Doyma bilmeyen bir iştiyak ile hep O’na doğru yürüme… Fenafillah.. Bekâ-billah.. Maallah… Sen’in rızan, Sen’in hoşnutluğun; hep Sen’inle beraber olma… Var ya: Hep hakkı heceleme, oturup-kalkıp Hak ile geceleme!.. İbrahim Hakkı hazretlerinin ifadeleriyle; “Ey dîde, nedir uyku; gel uyan gecelerde!” Efendimiz’in şu ayet hakkındaki sözüne aykırı yanı var mı?!. إِنَّ فِي خَلْقِ السَّمَاوَاتِ وَالْأَرْضِ وَاخْتِلاَفِ اللَّيْلِ وَالنَّهَارِ لَآيَاتٍ لِأُولِي الْأَلْبَابِ * اَلَّذِينَ يَذْكُرُونَ اللهَ قِيَامًا وَقُعُودًا وَعَلَى جُنُوبِهِمْ وَيَتَفَكَّرُونَ فِي خَلْقِ السَّمَاوَاتِ وَاْلأَرْضِ رَبَّنَا مَا خَلَقْتَ هَذَا بَاطِلاً سُبْحَانَكَ فَقِنَا عَذَابَ النَّارِ “Muhakkak göklerin ve yerin yaratılışında, gece ile gündüzün birbiri ardınca gelip sürelerinin uzayıp kısalmasında düşünen insanlar için elbette birçok deliller vardır. Onlar ki Allah’ı gâh ayakta divan durarak, gâh oturarak, gâh yanları üzere zikreder, göklerin ve yerin yaratılışı hakkında düşünür ve derler ki: Ey Yüce Rabbimiz! Sen bunları gayesiz, boşuna yaratmadın. Seni bu gibi noksanlardan tenzih ederiz.” (Âl-i Imrân, 3/190-191) Efendimiz bu ayetle ilgili olarak “Yazıklar olsun bunu çeneleri arasında çiğneyip de bunun hakkında düşünmeyenlere!” buyuruyor. Âişe validemiz, Efendimiz’in bu ayeti okuyup hıçkıra hıçkıra ağladığını ve ağlama meselesini nazara verdiğini anlatıyor. إِنَّ فِي خَلْقِ السَّمَاوَاتِ وَالْأَرْضِ وَاخْتِلاَفِ اللَّيْلِ وَالنَّهَارِ لَآيَاتٍ لِأُولِي الأَلْبَابِ * اَلَّذِينَ يَذْكُرُونَ اللهَ قِيَامًا وَقُعُودًا وَعَلَى جُنُوبِهِمْ وَيَتَفَكَّرُونَ فِي خَلْقِ السَّمَاوَاتِ وَالْأَرْضِ رَبَّنَا مَا خَلَقْتَ هَذَا بَاطِلاً سُبْحَانَكَ فَقِنَا عَذَابَ النَّارِ Yatarken, kalkarken, otururken, bakarken… Cenâb-ı Hakk’ın bu muhteşem kitapta, tekvînî emirlerde, icraat-ı Sübhanîyesine -işte biraz evvelki mülahazalarla, riyazî bir mülahaza ile- bakma ve “Aman efendim! Bu ne nizam, bu ne ahenk?!.” deme!..

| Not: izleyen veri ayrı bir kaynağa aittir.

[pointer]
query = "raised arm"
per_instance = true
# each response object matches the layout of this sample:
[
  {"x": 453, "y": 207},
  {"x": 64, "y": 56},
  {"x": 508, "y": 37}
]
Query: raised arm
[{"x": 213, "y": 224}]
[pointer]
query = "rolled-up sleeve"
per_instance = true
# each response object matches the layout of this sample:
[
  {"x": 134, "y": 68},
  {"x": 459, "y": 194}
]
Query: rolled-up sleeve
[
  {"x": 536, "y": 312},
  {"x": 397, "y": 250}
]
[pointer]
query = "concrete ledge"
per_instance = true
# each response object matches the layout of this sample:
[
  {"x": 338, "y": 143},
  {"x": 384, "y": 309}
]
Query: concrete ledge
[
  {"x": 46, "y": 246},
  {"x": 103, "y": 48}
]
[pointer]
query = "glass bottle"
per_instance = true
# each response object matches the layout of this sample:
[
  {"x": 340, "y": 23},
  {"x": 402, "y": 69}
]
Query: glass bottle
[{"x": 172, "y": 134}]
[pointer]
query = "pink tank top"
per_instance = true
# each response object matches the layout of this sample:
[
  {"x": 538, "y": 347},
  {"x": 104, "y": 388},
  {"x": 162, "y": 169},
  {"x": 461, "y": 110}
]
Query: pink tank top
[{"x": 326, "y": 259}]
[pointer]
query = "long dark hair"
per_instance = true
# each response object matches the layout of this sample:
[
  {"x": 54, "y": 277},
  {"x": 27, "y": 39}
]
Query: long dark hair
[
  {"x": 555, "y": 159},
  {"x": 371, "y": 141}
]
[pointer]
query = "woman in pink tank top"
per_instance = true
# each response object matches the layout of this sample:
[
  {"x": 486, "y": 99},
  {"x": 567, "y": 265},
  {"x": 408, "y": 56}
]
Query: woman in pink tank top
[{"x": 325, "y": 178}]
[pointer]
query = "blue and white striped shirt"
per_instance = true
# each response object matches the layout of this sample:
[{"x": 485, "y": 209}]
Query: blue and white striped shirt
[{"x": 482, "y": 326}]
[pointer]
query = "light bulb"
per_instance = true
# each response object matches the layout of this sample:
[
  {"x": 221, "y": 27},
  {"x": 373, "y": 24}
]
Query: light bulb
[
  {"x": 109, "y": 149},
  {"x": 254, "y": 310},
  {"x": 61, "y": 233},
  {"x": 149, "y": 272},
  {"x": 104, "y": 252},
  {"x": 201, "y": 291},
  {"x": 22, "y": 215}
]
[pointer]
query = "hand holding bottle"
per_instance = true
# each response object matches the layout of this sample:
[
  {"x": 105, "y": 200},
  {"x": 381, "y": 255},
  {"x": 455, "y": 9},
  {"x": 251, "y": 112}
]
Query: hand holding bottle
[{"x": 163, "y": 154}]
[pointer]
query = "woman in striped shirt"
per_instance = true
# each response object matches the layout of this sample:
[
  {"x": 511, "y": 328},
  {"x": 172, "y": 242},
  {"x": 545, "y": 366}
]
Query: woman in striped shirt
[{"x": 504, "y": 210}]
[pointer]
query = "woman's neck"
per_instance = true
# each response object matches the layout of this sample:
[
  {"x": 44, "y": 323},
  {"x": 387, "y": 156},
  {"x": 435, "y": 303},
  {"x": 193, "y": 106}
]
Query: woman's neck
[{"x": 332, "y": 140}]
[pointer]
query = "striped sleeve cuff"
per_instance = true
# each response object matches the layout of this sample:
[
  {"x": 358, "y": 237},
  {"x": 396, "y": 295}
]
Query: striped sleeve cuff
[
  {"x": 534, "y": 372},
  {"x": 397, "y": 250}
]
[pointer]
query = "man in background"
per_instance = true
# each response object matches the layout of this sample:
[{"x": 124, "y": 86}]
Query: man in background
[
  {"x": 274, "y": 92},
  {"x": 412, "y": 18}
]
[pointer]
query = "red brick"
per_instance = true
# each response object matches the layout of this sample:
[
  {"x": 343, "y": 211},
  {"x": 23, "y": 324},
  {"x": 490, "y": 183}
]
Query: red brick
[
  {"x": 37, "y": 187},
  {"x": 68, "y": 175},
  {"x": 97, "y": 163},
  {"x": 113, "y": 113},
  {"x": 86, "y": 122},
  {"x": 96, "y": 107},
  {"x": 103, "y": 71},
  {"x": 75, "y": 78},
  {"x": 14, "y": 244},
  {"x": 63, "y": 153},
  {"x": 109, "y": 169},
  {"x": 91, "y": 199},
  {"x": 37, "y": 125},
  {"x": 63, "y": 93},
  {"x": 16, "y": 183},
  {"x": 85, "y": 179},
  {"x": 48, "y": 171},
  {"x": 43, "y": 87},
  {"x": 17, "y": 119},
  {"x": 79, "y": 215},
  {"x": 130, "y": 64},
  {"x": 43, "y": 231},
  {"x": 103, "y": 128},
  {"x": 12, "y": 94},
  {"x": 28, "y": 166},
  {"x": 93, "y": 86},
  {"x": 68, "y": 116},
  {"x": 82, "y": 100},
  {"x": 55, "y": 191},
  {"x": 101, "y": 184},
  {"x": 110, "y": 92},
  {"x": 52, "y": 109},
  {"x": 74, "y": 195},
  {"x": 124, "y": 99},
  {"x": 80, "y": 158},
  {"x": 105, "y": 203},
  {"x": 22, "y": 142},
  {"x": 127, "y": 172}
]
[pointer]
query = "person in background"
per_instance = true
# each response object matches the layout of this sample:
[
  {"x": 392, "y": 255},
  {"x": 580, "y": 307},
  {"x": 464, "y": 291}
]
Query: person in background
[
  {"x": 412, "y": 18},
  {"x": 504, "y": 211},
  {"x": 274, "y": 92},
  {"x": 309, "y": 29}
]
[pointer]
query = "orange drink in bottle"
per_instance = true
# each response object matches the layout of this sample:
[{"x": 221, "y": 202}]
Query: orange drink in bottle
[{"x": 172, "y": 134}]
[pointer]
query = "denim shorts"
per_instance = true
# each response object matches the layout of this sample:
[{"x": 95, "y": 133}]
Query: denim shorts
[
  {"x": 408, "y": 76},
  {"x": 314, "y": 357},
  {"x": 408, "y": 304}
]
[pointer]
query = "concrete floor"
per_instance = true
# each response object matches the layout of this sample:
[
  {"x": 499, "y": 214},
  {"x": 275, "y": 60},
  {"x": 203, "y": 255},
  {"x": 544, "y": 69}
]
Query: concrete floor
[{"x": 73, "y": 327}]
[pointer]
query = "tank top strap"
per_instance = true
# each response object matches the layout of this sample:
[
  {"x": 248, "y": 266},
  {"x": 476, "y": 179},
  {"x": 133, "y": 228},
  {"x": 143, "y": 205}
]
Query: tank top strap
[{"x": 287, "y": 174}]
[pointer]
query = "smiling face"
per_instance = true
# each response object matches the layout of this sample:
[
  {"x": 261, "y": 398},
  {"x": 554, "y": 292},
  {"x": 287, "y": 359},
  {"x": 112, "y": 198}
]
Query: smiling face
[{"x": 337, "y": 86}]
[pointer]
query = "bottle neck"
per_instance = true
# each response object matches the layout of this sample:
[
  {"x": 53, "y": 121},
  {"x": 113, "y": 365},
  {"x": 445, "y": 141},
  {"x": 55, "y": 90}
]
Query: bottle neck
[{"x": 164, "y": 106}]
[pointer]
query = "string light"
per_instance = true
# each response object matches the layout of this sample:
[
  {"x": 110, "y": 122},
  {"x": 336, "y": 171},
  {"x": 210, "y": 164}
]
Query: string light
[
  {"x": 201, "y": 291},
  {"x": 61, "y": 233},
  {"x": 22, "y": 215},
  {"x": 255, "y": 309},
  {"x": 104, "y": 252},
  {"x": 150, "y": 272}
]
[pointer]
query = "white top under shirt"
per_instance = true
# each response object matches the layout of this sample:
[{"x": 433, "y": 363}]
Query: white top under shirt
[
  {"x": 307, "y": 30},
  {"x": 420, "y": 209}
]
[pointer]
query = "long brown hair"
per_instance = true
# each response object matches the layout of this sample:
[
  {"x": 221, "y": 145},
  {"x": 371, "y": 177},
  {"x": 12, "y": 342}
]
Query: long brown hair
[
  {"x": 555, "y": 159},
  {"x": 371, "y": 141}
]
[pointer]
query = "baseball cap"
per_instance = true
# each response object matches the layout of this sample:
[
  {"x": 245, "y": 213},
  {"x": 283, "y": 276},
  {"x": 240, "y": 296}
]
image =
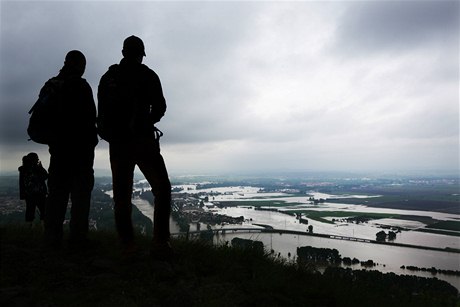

Rahman sûre-i celîlesini düşünün: الرَّحْمَنُ * عَلَّمَ الْقُرْآنَ * خَلَقَ الْإِنْسَانَ * عَلَّمَهُ الْبَيَانَ * الشَّمْسُ وَالْقَمَرُ بِحُسْبَانٍ * وَالنَّجْمُ وَالشَّجَرُ يَسْجُدَانِ * وَالسَّمَاءَ رَفَعَهَا وَوَضَعَ الْمِيزَانَ “Rahmân. Kur’ân’ı öğretti (insanlığa ve cinlere); insanı yarattı; ona konuşmayı talim etti. Güneş de, ay da, (Rahmân’ın tespit buyurduğu) bir hesaba göre vardır ve bir hesaba göre hareket eder. Yıldızlar ve ağaçlar da (Allah’a) secde eder, (O’na, kanunlarına tam teslimiyet halindedirler). Ve gök, Allah onu (yerin üstünde) yükseltti ve ölçüyü, dengeyi koydu.” (Rahman, 55/1-7) Mîzân… Mîzân… Dört defa mizân ve âhenk vurgulanıyor. “Aman Allah’ım, bu ne âhenk! Ne baş döndürücü âhenk!..”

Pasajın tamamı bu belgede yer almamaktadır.